MIAMI – “All of a sudden you have people out there shutting down a highway. They start to do that, there needs to be swift penalties.”
Those were Gov. Ron DeSantis’ words back in April when he signed a controversial anti-riot bill.
On Tuesday?
“I think people understand the difference between going out and peacefully assembling, which is obviously people’s constitutional right,” DeSantis said on a day when South Floridians stood in solidarity with Cuban citizens’ protests by taking to the Palmetto Expressway and closing it down for hours.
What’s happening here is politics colliding with practice.
The anti-riot law was one of several championed by DeSantis appealing to his conservative base in the wake of Black Lives Matter protests — a law now being broken by the governor’s own supporters, and on roads under state jurisdiction.
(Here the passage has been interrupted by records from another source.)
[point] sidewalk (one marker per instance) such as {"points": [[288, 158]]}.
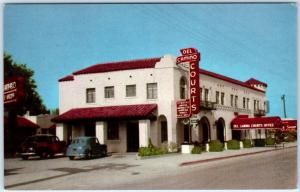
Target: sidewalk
{"points": [[179, 159]]}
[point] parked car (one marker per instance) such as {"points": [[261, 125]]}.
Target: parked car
{"points": [[86, 147], [43, 145]]}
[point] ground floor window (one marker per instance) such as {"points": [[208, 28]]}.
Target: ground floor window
{"points": [[164, 131], [112, 130]]}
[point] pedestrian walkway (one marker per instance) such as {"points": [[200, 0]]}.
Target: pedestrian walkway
{"points": [[179, 159]]}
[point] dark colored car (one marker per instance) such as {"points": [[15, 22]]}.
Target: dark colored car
{"points": [[43, 145], [86, 147]]}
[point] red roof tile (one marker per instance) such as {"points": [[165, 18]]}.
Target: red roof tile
{"points": [[22, 123], [253, 81], [228, 79], [67, 78], [118, 66], [256, 123], [110, 112]]}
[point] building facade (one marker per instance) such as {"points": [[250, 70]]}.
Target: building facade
{"points": [[126, 103]]}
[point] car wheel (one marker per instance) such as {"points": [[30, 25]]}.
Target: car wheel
{"points": [[88, 155], [44, 155], [104, 153], [24, 157]]}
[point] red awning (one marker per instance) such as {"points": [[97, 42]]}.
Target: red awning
{"points": [[289, 125], [110, 112], [22, 123], [240, 123]]}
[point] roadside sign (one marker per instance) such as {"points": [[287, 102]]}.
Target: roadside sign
{"points": [[188, 51], [13, 90], [183, 108], [192, 56], [188, 58]]}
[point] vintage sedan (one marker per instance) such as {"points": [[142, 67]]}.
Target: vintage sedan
{"points": [[43, 145], [86, 147]]}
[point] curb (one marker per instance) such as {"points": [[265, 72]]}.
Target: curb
{"points": [[227, 157]]}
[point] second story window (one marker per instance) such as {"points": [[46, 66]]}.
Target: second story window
{"points": [[236, 101], [222, 98], [112, 130], [109, 92], [90, 95], [217, 97], [151, 90], [130, 90], [205, 94]]}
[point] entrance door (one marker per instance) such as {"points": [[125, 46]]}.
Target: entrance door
{"points": [[205, 133], [132, 137], [90, 129], [220, 131], [236, 134]]}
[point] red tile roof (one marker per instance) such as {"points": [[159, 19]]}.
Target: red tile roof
{"points": [[109, 112], [22, 123], [256, 123], [119, 66], [67, 78], [253, 81], [146, 63], [228, 79]]}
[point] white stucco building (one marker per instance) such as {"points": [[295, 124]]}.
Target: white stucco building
{"points": [[125, 103]]}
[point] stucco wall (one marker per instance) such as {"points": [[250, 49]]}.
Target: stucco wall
{"points": [[167, 75]]}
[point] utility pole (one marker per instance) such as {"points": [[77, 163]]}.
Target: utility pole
{"points": [[283, 100]]}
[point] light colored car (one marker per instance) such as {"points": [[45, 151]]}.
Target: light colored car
{"points": [[86, 147]]}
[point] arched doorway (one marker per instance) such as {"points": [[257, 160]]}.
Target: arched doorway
{"points": [[163, 128], [204, 130], [220, 129]]}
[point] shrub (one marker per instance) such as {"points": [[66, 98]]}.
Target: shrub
{"points": [[164, 147], [152, 150], [259, 142], [150, 145], [149, 151], [233, 144], [173, 147], [196, 150], [215, 146], [270, 141], [247, 143]]}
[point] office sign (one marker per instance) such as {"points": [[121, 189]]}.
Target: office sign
{"points": [[192, 56]]}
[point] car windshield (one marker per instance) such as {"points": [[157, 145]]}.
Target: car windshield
{"points": [[77, 141]]}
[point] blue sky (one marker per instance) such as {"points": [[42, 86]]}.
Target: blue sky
{"points": [[237, 40]]}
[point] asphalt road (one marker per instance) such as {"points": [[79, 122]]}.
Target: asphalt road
{"points": [[274, 170], [268, 170]]}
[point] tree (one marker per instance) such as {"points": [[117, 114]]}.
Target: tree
{"points": [[32, 101]]}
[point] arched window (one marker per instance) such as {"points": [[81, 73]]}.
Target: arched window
{"points": [[183, 88]]}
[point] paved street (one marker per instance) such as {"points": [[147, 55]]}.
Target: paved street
{"points": [[275, 170], [272, 169]]}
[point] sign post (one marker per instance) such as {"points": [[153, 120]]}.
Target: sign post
{"points": [[191, 56], [13, 94]]}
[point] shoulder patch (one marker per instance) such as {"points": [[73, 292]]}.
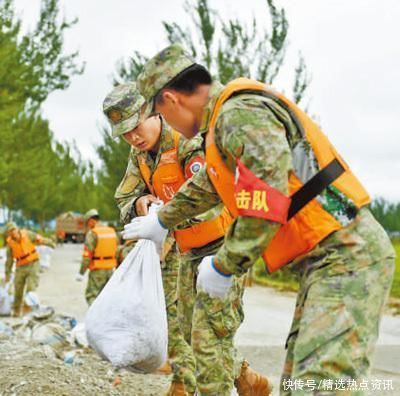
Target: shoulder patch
{"points": [[194, 166]]}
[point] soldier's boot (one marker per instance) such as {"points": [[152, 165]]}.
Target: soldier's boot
{"points": [[26, 309], [178, 389], [16, 312], [165, 369], [250, 383]]}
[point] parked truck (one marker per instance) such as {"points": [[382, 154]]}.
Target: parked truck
{"points": [[70, 227]]}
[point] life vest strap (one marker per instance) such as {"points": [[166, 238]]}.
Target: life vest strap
{"points": [[25, 255], [315, 186], [103, 258]]}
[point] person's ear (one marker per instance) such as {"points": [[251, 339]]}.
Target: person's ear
{"points": [[170, 97]]}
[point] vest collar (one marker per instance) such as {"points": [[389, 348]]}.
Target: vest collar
{"points": [[215, 90]]}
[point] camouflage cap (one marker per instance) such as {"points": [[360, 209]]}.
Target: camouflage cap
{"points": [[160, 70], [122, 108], [11, 226], [91, 213]]}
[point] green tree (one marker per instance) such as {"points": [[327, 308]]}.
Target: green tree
{"points": [[114, 156], [229, 48], [32, 65], [387, 213]]}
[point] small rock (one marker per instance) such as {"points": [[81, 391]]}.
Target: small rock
{"points": [[117, 381]]}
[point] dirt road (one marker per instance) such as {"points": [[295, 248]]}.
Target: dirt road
{"points": [[260, 339]]}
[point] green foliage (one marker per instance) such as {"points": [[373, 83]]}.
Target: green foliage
{"points": [[388, 214], [38, 176], [229, 48], [395, 292], [114, 156]]}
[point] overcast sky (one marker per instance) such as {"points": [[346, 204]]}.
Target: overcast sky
{"points": [[351, 49]]}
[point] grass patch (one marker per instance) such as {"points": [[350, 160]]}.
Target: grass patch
{"points": [[286, 280]]}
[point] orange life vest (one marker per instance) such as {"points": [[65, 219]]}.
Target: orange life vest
{"points": [[24, 251], [311, 224], [106, 248], [166, 180]]}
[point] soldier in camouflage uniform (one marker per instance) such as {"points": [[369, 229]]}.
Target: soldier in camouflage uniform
{"points": [[345, 279], [97, 278], [133, 196], [27, 275]]}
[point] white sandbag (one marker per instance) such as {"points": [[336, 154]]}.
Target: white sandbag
{"points": [[78, 334], [127, 323]]}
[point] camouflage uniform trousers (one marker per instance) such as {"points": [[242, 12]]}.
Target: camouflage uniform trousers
{"points": [[180, 354], [209, 326], [339, 306], [179, 351], [26, 278], [97, 279]]}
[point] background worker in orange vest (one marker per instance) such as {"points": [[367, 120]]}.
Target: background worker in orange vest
{"points": [[21, 248], [99, 255], [160, 162], [294, 199]]}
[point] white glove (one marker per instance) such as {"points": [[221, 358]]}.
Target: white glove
{"points": [[146, 227], [214, 283], [79, 277]]}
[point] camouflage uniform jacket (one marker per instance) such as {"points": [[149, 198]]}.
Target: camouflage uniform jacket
{"points": [[259, 132], [35, 238], [133, 185]]}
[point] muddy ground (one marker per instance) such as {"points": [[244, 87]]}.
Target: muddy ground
{"points": [[30, 369]]}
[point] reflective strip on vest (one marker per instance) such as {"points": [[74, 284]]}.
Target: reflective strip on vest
{"points": [[106, 248], [311, 224], [165, 182]]}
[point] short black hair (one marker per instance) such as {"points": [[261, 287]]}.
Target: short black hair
{"points": [[187, 81]]}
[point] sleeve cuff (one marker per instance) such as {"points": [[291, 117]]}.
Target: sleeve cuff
{"points": [[218, 269], [162, 224]]}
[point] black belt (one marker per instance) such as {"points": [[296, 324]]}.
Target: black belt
{"points": [[103, 258], [315, 186], [26, 255]]}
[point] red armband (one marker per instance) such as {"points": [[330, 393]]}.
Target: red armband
{"points": [[87, 253], [256, 198], [194, 166]]}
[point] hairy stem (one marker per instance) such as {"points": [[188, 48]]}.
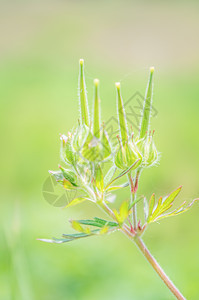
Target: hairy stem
{"points": [[140, 244]]}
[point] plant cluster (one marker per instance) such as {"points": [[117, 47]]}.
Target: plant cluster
{"points": [[84, 152]]}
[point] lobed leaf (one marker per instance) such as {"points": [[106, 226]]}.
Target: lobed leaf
{"points": [[121, 116], [123, 213], [96, 114]]}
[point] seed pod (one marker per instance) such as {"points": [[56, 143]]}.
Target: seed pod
{"points": [[121, 115], [148, 150], [79, 137], [84, 111], [96, 114]]}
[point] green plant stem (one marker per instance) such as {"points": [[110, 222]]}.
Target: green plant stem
{"points": [[133, 198], [140, 244]]}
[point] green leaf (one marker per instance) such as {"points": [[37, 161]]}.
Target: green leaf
{"points": [[96, 115], [70, 237], [144, 126], [181, 209], [162, 206], [151, 204], [169, 199], [76, 201], [123, 212], [69, 176], [121, 116], [98, 222], [109, 175], [57, 174], [117, 187], [99, 178], [84, 112], [135, 201]]}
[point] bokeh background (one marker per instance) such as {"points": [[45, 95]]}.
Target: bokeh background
{"points": [[40, 45]]}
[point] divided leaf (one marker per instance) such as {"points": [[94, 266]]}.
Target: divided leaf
{"points": [[159, 211]]}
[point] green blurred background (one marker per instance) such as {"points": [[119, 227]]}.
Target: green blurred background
{"points": [[40, 45]]}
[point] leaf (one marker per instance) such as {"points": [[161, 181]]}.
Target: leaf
{"points": [[77, 226], [76, 201], [98, 222], [69, 176], [122, 173], [123, 212], [144, 126], [117, 187], [99, 181], [171, 197], [121, 115], [84, 112], [181, 209], [70, 237], [164, 205], [109, 175], [57, 174]]}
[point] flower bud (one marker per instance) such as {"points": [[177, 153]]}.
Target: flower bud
{"points": [[96, 150], [148, 150], [67, 153]]}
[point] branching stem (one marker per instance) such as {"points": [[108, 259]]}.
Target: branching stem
{"points": [[140, 244]]}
“They are in violation of the law, but you have to have patience. Tou cant come out here and arrest everybody,” Joe Sanchez of the Florida Highway Patrol said.
On Tuesday, FHP let the highway shut down happen.
And our cameras saw at Miami-Dade officer actually wave people through the police line to the highway ramp.
In June 2020, FHP blocked Black Lives Matter protesters from getting on I-95. When they did — for minutes, not hours — no one was arrested here either.
“However the law is applied in Miami-Dade County, it needs to be applied consistently across the board,” said Stephen Johnson of the Miami-Dade Black Affairs Advisory Board.
The 61-page law covers a variety of measures against mob violence and destruction, some of it open to interpretation. The component making road blocking illegal, though, is clearly cut and dry.
“A precedent has been set, and we are going to have to live with that precedent,” Johnson said.
In Tampa, two people at a similar rally Tuesday were arrested under the law for allegedly battering law-enforcement officers.